Llama 4 Slow Prefill with Partial Offload

Users report slow prompt processing (prefill) speed compared to generation speed when running Llama 4 Maverick on llama.cpp with MoE experts offloaded to CPU (-ot ".\*ffn\_.\*\_exps.\*=CPU"). PCIe bandwidth limitations (Gen3 vs Gen4) and layer selection (*attn.*=GPU) are being investigated.
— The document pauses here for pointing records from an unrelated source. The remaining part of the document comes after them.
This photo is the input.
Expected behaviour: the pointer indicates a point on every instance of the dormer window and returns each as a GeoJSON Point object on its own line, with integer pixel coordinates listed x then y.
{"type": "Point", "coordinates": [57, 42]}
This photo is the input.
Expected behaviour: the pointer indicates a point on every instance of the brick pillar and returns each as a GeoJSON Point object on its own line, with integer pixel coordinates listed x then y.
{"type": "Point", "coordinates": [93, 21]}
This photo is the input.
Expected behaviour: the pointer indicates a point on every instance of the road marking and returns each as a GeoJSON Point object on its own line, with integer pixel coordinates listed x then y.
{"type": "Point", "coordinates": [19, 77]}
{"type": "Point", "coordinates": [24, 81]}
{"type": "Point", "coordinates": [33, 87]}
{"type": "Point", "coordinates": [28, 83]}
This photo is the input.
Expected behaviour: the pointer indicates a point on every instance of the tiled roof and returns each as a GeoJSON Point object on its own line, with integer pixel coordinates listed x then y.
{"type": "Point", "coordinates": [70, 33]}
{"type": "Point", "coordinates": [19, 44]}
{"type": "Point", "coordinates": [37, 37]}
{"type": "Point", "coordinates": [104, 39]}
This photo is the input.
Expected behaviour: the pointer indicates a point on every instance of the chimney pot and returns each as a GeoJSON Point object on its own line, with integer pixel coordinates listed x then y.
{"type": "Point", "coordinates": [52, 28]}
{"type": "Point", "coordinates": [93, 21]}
Ktransformers fork mentioned as faster.

Links:

https://github.com/kvcache-ai/ktransformers/blob/main/doc/en/llama4.md

Hardware Choices for Local LLMs

Discussions focus on VRAM vs. compute. Used RTX 3090 (24GB) often preferred over new AMD RX 7900 XTX (24GB) or lower VRAM current-gen cards due to CUDA ecosystem maturity. Multi-GPU setups (2x/3x 3060 12GB) are viable budget options for >30B models. M1 Max (64GB) favored over M4 (32GB).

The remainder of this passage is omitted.